Steve Jobs tinha tanto de determinado como de louco, de genial como de irascível, de trabalhador como de pedante, de ídolo como de escroque. Era alguém com quem eu jamais seria capaz de trabalhar, mas que, seguramente, conseguiria admirar. São precisos homens destes para que muitas coisas aconteçam, e elas aconteceram, e ainda bem. É um grande livro, que vale mesmo a pena ler, e que nos dá histórias intermináveis para contar aos amigos (eu tenho chateado muitos, ultimamente).

O Sentido do Fim

Estava à espera de muito mais de um livro que venceu o Booker Prize. É um livro em que custa a entrar, que nos dá sempre a sensação de estarmos a ler um diário de alguém que vai falando da sua vida, ora com nostalgia, ora com mágoa, ressentimento, arrependimento, alguém que até nem se importou de envelhecer, mas que a desocupação da reforma lhe dá para repensar cada aspecto da vida, cada atitude, até mesmo aquele episódio que se passou há 40 anos e que, hoje, ganha um importância impensável.
Nunca tinha lido nada do Julian Barnes, e não fiquei fã. Admiro algumas coisas no estilo, gosto da forma como se perde nas ideias, e depois as retoma, como se estivesse a falar connosco, gosto do twist final, mas não acho que este seja um grande livro.

Os Descendentes

Já conhecia a história, já conhecia a história da autora, e por isso a história não está a ser surpreendente. É o problema de querer saber tudo sobre os filmes que vão estrear.
O livro tem uma escrita demasiado simples – por vezes a roçar o simplista -, e parece escrito para ser adaptado a cinema. As acções são separadas por capítulos (como se fossem cenas) e esta divisão torna o livro muito acessível.
A história é pesada, mas a forma simples como é apresentada suaviza-a.

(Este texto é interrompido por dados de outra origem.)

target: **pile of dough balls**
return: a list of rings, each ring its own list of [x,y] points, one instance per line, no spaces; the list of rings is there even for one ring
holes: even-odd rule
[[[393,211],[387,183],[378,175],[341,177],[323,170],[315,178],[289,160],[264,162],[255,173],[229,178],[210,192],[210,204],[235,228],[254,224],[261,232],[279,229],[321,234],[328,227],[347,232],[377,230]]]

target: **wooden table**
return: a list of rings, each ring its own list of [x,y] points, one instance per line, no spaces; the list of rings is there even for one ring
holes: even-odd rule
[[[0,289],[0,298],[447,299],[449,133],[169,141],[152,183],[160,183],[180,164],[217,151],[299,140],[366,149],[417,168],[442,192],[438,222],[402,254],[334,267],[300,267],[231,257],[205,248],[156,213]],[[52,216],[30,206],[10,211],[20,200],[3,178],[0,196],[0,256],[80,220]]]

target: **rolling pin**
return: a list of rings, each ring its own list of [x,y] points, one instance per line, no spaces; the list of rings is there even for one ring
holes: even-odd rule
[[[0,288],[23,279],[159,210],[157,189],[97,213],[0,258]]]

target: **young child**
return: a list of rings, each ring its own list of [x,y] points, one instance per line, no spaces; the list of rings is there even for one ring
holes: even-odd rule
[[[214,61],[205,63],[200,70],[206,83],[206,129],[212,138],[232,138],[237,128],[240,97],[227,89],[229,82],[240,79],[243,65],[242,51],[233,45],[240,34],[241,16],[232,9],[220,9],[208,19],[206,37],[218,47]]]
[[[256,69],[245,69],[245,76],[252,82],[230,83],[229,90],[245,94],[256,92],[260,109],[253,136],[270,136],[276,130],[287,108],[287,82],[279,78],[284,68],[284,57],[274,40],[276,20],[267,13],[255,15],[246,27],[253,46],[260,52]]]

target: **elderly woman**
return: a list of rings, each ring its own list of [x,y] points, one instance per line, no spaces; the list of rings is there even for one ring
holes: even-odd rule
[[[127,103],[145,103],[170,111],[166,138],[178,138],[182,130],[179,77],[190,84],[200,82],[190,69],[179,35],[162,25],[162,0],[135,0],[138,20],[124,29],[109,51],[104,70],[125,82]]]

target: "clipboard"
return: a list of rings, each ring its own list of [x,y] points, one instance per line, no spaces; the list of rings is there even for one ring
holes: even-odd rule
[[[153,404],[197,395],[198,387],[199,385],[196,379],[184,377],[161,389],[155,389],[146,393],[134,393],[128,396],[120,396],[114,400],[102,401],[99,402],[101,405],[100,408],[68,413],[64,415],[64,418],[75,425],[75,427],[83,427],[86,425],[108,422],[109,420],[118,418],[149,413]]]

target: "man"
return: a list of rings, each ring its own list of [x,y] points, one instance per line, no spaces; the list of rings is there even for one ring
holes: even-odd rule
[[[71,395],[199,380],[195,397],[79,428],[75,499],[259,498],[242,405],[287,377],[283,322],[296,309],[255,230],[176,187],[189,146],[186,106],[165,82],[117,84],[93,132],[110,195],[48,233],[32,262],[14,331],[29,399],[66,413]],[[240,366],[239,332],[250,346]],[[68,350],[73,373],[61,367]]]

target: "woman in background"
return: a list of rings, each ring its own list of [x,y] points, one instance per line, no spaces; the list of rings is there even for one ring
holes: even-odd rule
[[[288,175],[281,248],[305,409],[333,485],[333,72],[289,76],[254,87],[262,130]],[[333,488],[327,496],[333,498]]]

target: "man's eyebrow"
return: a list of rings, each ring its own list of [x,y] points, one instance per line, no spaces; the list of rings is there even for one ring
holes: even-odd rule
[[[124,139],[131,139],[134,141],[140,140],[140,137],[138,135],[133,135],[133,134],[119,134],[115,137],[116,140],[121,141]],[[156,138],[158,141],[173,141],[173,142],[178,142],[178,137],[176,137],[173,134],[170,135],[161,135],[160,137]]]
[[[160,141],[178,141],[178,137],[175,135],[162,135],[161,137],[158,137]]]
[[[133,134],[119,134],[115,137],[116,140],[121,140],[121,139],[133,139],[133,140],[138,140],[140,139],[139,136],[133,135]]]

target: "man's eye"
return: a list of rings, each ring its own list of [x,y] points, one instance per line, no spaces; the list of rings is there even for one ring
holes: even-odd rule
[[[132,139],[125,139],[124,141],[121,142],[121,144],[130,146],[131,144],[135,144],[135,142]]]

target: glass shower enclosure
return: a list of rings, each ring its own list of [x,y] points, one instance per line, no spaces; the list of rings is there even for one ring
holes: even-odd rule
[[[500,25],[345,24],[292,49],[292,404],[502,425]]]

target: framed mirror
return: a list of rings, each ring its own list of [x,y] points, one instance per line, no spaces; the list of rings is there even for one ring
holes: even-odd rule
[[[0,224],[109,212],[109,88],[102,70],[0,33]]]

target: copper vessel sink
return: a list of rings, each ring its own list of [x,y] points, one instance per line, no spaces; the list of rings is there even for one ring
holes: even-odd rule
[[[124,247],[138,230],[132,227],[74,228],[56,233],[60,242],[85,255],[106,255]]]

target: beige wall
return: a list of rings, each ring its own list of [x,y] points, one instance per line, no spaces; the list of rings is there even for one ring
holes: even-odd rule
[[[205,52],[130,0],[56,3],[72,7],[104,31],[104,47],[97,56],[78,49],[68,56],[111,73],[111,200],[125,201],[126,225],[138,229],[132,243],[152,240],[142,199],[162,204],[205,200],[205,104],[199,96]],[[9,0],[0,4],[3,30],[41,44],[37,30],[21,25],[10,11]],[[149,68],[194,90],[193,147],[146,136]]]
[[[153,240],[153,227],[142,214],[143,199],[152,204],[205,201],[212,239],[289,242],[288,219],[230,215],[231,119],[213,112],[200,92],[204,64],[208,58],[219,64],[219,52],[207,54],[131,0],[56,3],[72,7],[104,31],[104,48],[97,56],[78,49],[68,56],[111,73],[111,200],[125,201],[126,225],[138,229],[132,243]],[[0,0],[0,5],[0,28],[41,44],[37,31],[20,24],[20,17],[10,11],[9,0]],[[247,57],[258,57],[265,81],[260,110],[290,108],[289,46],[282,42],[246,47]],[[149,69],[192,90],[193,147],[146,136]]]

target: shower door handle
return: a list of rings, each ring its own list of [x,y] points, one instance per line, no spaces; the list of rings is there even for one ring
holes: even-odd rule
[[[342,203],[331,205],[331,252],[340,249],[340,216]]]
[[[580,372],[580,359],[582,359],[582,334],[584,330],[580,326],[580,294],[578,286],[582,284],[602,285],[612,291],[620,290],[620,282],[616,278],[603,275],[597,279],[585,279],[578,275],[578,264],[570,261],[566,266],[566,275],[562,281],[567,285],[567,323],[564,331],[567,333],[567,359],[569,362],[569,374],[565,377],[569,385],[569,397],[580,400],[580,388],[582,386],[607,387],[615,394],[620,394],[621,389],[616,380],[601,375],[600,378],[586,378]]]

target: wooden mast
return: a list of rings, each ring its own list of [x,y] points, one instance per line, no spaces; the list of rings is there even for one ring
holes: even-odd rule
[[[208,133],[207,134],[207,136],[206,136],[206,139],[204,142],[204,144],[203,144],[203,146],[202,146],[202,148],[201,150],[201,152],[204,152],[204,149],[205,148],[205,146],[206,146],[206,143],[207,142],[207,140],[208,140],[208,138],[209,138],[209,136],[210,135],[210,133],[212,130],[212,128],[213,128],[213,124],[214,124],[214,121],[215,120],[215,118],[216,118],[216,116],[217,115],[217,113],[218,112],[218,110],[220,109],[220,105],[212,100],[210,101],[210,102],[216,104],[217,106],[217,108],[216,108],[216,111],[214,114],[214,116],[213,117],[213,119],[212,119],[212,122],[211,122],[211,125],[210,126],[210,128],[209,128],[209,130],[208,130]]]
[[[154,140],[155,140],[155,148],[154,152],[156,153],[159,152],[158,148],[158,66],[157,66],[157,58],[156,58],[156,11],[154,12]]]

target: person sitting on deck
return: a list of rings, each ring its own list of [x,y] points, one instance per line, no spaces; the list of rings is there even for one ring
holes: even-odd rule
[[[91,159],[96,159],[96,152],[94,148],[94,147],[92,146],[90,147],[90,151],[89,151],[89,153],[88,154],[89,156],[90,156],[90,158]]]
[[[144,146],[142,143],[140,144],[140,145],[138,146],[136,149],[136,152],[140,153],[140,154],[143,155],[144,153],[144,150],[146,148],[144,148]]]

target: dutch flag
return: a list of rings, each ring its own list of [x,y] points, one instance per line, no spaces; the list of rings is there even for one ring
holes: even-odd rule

Há momentos um bocadinho esquisitos – como um pai contar a uma filha que algo de verdadeiramente trágico irá acontecer quando estão os dois a nadar na piscina (hummm, alguém escolheria este momento?) – e outros divertidos, sempre num ambiente de uma família rica havaiana, despreocupada, que vive na praia, e que gosta das coisas boas de viver na praia.
As personagens estão bem construídas, são densas, mas são pouco alteradas pelo decurso da narrativa. A sucessão de episódios marcantes deveria moldar comportamentos, alterar feitios, provocar sentimentos que teriam, necessariamente, de interferir no modo de viver e sentir daquelas pessoas. Isso nota-se pouco, sente-se pouco, o que retira alguma credibilidade à história.
Ainda assim, estou a gostar. É uma história envolvente, que se lê num instantinho. É esse o meu objectivo, pelo menos – terminá-lo antes de ir ver o filme, ou seja, até amanhã.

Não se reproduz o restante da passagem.